Live well and prosper.

PS Probably serendipity that there is something flagged as indicative
of spam. I am not trying to get up BPL’s nose, just pointing out
reality.

– end of comment

I have not corrected the error I made. Not relevant. Only the word that resulted in the rejection.

Live well and prosper.
Barton Paul Levenson says

27 Jan 2010 at 6:58 AM

G’day Sepilok–point taken. I do not believe all Australians are racists. That would be as stupid as believing all Aborigines are unable to report temperature measurements.
Barton Paul Levenson says

27 Jan 2010 at 7:08 AM

TOF: By definition, half the (population -1) is below average intelligence.

BPL: You’re SURE you’re a statistician?

Half the population is below MEDIAN intelligence.

I note, with interest, that you’ve responded to my one implication of racist thinking three times. A bit defensive, are we? I’ve noticed before that you spend a lot of time accusing climatologists and liberals in general of being racists–I believe the charges were usually along the lines of “it’s okay to let all those brown-skinned Third Worlders die, of course.” I just thought it would be fun to throw a bit of that back.

Guys who are constantly accusing others of racism on flimsy grounds are sometimes worried about being racist themselves, just as some guys who constantly accuse others of being gay are latent themselves.

I would not, of course, depend on an uneducated aborigine to give me the reading from a thermometer when he never had access to one. But if an aboriginal shaman tells me that in his grandfather’s grandfather’s time, the rivers were higher and there were more trees in the land, and now the rivers are low and the trees are going away, even in areas where the white men have not come, I might take it very seriously.
Ray Ladbury says

27 Jan 2010 at 9:55 AM

Mike Flynn,
Wow!

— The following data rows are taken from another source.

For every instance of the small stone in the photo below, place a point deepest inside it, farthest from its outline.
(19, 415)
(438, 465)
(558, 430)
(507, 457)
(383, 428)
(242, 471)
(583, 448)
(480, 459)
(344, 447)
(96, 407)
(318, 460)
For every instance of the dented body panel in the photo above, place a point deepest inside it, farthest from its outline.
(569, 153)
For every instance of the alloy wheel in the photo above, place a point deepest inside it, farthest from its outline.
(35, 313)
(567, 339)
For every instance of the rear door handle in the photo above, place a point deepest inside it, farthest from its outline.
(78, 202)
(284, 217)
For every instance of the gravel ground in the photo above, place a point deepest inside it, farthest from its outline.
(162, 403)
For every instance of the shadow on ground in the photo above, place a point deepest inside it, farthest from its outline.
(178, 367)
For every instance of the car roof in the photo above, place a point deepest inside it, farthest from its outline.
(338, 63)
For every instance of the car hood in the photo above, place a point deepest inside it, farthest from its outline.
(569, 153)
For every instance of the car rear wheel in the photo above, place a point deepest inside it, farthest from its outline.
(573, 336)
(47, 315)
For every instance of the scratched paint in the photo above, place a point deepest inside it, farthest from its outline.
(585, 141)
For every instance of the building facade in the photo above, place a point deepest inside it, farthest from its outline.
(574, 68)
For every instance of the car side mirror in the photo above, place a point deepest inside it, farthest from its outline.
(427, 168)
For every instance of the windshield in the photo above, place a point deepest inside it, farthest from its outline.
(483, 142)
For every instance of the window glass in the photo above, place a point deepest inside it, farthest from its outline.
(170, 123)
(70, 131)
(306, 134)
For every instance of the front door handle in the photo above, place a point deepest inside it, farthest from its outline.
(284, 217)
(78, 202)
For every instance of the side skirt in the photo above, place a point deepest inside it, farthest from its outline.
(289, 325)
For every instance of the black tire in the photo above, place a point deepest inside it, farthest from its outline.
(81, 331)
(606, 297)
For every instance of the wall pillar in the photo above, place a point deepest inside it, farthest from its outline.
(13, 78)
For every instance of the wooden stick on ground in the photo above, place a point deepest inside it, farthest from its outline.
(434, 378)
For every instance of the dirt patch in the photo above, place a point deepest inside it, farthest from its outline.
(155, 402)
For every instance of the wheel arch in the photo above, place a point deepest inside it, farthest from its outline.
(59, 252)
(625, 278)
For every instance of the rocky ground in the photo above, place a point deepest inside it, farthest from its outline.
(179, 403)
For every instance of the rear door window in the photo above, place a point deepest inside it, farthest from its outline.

Just wow? And I’ll bet some of your best friends are aboriginals, too, huh?

Did it ever occur to you that it might require some “native” intelligence to survive in the outback there in OZ? Did it maybe occur to you that that intelligence might be trained to make accurate readings? Did it not occur to you that if the person–be he aboriginal or not–making the readings was not doing a good job that another person, regardless of ethnicity, might do a better job. I am just amazed.

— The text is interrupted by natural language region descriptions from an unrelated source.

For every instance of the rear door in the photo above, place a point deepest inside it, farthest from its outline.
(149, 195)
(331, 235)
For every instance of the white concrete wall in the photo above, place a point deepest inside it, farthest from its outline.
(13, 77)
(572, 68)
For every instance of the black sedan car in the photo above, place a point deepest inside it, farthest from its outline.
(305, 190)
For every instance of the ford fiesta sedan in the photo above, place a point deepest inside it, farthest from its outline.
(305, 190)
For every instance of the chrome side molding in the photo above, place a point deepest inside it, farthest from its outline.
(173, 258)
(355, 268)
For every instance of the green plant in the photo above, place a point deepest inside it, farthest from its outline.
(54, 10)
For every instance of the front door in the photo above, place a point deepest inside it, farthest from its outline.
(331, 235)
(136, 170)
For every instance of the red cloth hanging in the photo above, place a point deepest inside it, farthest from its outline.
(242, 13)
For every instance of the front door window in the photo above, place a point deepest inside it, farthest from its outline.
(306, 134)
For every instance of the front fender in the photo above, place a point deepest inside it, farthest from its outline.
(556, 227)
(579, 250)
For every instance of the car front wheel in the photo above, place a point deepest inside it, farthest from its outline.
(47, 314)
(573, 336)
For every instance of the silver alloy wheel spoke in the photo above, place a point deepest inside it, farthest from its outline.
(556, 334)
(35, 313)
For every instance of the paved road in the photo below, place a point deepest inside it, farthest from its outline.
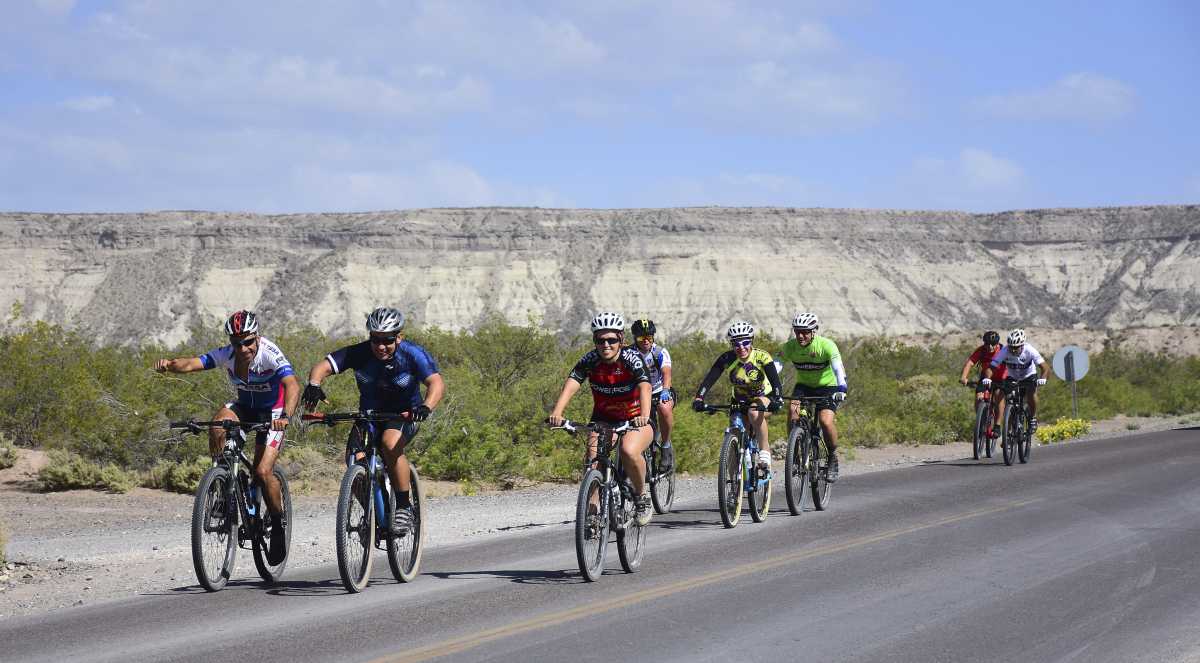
(1086, 554)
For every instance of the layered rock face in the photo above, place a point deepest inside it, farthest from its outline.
(135, 276)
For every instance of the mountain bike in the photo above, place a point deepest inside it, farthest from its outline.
(366, 505)
(661, 482)
(738, 473)
(1018, 435)
(605, 505)
(984, 420)
(804, 465)
(228, 509)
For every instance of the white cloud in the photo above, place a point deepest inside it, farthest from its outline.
(1081, 96)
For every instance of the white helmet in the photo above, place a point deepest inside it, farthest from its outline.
(385, 320)
(741, 329)
(805, 321)
(607, 320)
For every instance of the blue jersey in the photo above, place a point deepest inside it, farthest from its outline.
(262, 389)
(391, 386)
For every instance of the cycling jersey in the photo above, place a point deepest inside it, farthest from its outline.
(754, 376)
(391, 386)
(983, 358)
(262, 389)
(613, 386)
(657, 359)
(819, 364)
(1020, 366)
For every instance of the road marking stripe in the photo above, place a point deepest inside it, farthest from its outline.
(465, 643)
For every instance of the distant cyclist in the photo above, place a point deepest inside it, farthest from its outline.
(819, 374)
(621, 392)
(983, 357)
(755, 378)
(1024, 362)
(268, 390)
(389, 371)
(658, 368)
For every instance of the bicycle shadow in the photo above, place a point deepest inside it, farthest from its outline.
(521, 577)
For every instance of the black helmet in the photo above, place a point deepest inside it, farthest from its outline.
(643, 327)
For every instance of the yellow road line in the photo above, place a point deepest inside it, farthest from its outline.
(599, 607)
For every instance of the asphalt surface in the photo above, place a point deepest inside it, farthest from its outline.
(1085, 554)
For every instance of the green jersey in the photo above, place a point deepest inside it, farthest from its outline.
(816, 365)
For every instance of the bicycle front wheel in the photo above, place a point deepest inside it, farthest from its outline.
(796, 469)
(355, 529)
(262, 539)
(214, 529)
(730, 479)
(405, 553)
(591, 526)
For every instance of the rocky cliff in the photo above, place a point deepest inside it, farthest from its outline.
(864, 272)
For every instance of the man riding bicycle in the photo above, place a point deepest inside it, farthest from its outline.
(663, 396)
(268, 390)
(389, 371)
(983, 357)
(755, 378)
(1023, 362)
(819, 374)
(621, 392)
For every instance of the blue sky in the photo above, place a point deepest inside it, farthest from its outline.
(304, 106)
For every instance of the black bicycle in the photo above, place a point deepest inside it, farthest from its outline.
(738, 473)
(605, 505)
(805, 465)
(1018, 437)
(984, 420)
(228, 509)
(366, 505)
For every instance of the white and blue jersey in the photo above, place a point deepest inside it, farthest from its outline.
(391, 386)
(263, 388)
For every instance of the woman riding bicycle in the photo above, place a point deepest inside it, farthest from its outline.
(621, 390)
(755, 378)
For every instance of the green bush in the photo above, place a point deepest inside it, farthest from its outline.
(1063, 429)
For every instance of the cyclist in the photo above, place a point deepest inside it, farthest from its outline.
(983, 356)
(819, 374)
(268, 390)
(621, 390)
(1023, 362)
(658, 369)
(389, 371)
(755, 377)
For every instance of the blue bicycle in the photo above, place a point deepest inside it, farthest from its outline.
(738, 475)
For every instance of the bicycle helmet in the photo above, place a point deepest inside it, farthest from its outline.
(243, 322)
(385, 320)
(739, 329)
(805, 321)
(607, 320)
(643, 327)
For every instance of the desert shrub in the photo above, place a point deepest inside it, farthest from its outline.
(1063, 429)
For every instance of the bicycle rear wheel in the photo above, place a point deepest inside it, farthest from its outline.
(730, 479)
(355, 529)
(819, 478)
(591, 526)
(214, 529)
(796, 467)
(265, 571)
(405, 553)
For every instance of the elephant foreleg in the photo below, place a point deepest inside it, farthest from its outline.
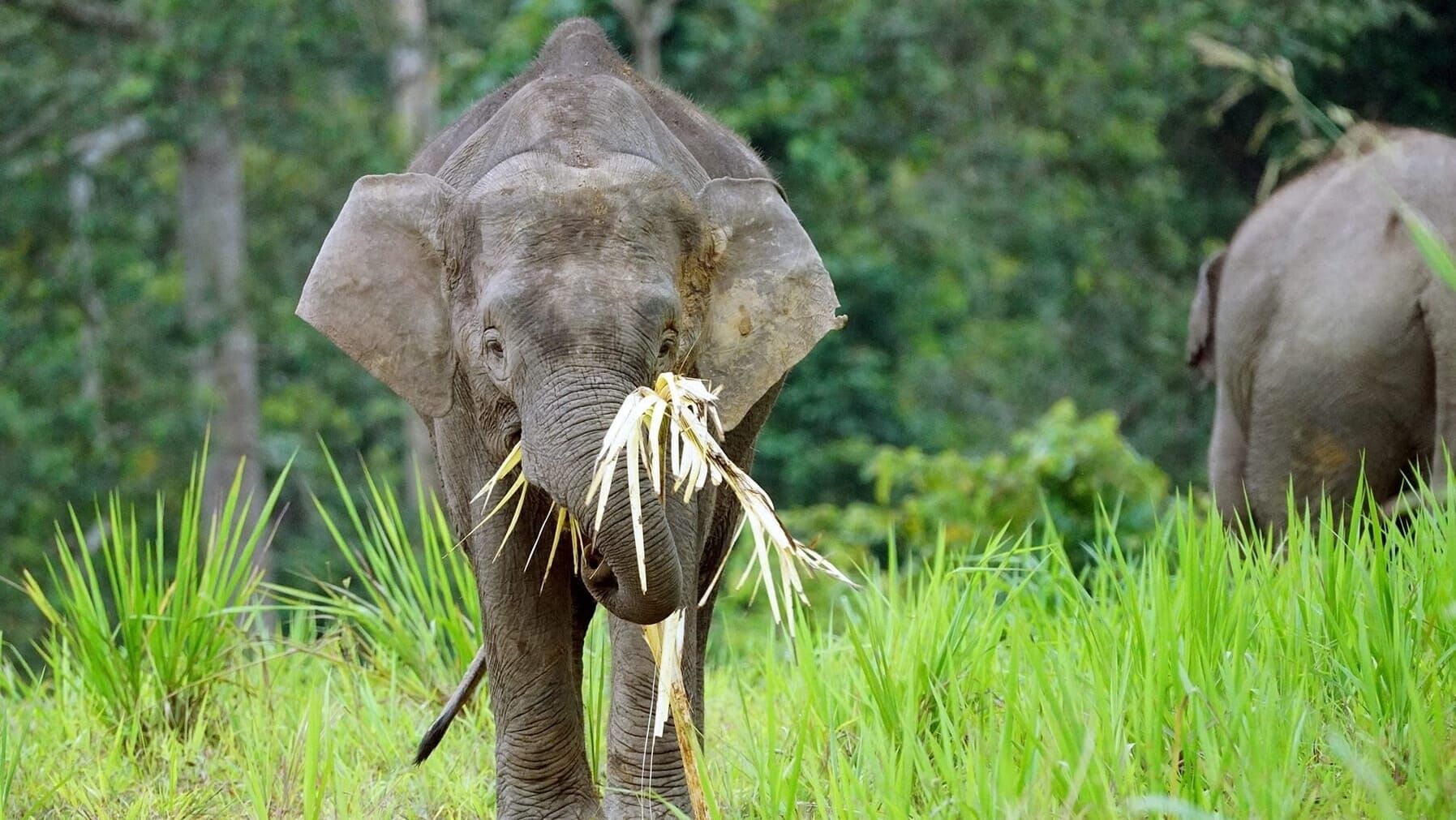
(533, 642)
(644, 771)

[Response: This sub-thread is OT. Please no more. – gavin]
Didactylos says

27 Jan 2010 at 1:04 PM

Mike Flynn said:

Much work has gone into “homogenising” data
from both larger and smaller reporting stations. For example, it may
appear to be obvious that certain readings suddenly appear to be 2
degrees higher while the normal observer is on leave. It is worth
while checking that the person making the apparently anomalous
readings was reading a real difference, rather than reading the
installment incorrectly. Sure, if you assume that all the errors
cancel each other out “on the average” you can choose to believe your
results.

My point is that meteorological data collection is possibly as much
art as science, in some instances. After you have emptied the rain
gauge and reset the max / min thermometers etc, who’s to say if you
read them right, or read them at all? I’ve certainly seen some
practices in various countries that could best be described as
“interesting”, to say the least!

The GHCN homogenisation is almost entirely automated. Take discontinuities, for example. The algorithm doesn’t care whether the discontinuity is caused by a change in instrumentation, a change in the time of day of measurement, a change in the way the daily mean temperature is calculated, or, indeed, a different observer or a switch to an entirely different location altogether. The algorithm eliminates isolated anomalous readings, too – so, if, due to human error, a reading was significantly off, then it gets dropped. If it is in error, but not by enough to be identified as anomalous – then does it matter? The point is that the error is limited.

The homogeneity adjustments can make huge changes to a single station. But despite this, the global mean is almost unaltered. This is extremely strong evidence that the global temperature record is robust, and not dependent on data collection practices at individual stations or groups of stations.

No assumptions are made about the errors “cancelling each other out”. That’s a conclusion we can draw after the homogenisation step.